It's back to school for most families this week, but how are you getting there?
Have you chosen to ditch the car and walk, cycle or scoot to school with the kids?
Not only will you be healthier and happier, you'll be doing your bit to protect the planet too. If you'd like to enjoy a more active way of getting to school, here's a few ideas to get you, your child and your school moving.
Talk to your school about linking up with Living Streets’ Wow Tracker to log your journeys and to earn badges for leaving the car at home.
Why not use the walk to or from school as an opportunity to explore your local area? Here's a few ideas:
• Take the long way home by finding existing routes or creating new ones with the Go Jauntly app. This app helps you to discover walks that others have created or you can create and share your own walks with others.
• Why not have a treasure hunt on your walk to school and try out geocaching? Geocaching is a fun activity where you search for containers that other people have hidden. You can then sign the logbook to show you’ve found it; trade small objects; and tell people about it online.
• If you want to find greenspaces to explore on the way to school, or even if you’re just not sure where your local greenspaces are, you can check out this great, free map on the Ordnance Survey website. This started as a Greenspace Scotland project but it has now been expanded to include England and Wales too.

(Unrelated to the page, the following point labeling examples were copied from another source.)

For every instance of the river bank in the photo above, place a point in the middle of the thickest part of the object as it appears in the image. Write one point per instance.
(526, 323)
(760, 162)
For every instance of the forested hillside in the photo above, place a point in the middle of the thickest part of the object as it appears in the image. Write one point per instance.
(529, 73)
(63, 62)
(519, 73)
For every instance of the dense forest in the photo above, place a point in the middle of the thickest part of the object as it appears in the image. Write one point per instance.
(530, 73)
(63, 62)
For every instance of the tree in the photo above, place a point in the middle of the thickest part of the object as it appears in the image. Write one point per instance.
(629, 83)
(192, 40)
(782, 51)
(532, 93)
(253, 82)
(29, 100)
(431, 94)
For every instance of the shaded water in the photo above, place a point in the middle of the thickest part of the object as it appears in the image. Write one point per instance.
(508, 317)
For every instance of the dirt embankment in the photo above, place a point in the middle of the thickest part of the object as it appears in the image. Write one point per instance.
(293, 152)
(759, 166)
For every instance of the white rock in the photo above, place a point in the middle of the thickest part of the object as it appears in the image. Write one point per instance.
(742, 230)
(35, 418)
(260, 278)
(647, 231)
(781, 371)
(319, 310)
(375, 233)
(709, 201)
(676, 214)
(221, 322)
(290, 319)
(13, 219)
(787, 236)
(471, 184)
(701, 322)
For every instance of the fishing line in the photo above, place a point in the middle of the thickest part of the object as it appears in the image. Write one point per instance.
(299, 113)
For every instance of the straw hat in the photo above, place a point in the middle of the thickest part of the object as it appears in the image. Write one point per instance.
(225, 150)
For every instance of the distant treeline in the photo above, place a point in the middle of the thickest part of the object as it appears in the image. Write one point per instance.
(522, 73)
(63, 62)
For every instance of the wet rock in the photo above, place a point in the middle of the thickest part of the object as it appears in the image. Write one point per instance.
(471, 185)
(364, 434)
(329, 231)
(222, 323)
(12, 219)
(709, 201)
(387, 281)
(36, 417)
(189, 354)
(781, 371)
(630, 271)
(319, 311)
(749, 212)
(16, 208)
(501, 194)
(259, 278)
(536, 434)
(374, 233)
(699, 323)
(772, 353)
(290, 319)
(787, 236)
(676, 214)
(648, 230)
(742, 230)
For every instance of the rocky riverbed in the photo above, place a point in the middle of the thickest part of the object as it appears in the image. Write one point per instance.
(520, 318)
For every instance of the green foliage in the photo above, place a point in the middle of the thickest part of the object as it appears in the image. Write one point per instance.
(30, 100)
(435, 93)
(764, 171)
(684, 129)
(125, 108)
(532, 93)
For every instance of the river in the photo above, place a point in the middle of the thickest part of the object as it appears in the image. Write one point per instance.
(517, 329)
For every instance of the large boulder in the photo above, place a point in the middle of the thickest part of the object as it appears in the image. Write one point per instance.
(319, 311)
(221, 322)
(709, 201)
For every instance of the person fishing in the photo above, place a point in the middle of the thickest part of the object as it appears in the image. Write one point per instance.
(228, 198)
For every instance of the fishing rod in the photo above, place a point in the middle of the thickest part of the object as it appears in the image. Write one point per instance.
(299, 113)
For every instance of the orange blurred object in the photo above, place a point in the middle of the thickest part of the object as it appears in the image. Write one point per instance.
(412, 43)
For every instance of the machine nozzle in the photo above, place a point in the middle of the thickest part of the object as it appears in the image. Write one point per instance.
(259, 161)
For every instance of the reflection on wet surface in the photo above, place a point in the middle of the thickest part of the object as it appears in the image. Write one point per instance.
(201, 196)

You could also use the time to find our more about the natural world and to connect with nature:
• You can use the Zepto app to record your own nature observations and to explore the natural world around you. The app has been developed for NatureScot and is available for iOS and an Android version is coming soon.
• The Woodland Trust have developed the Tree ID app that can be used to identify native and non-native trees. By answering simple questions in the app about the leaves, bark, wigs, buds, flowers or fruit you can identify the tree.
• If you are an Android user, you can use the Google Lens app to take a photo of a natural object, such as a leaf or a berry. It will then try to identify the object by comparing it to other pictures in its database. It’s not 100% perfect but it can be fun to see if it can identify the object.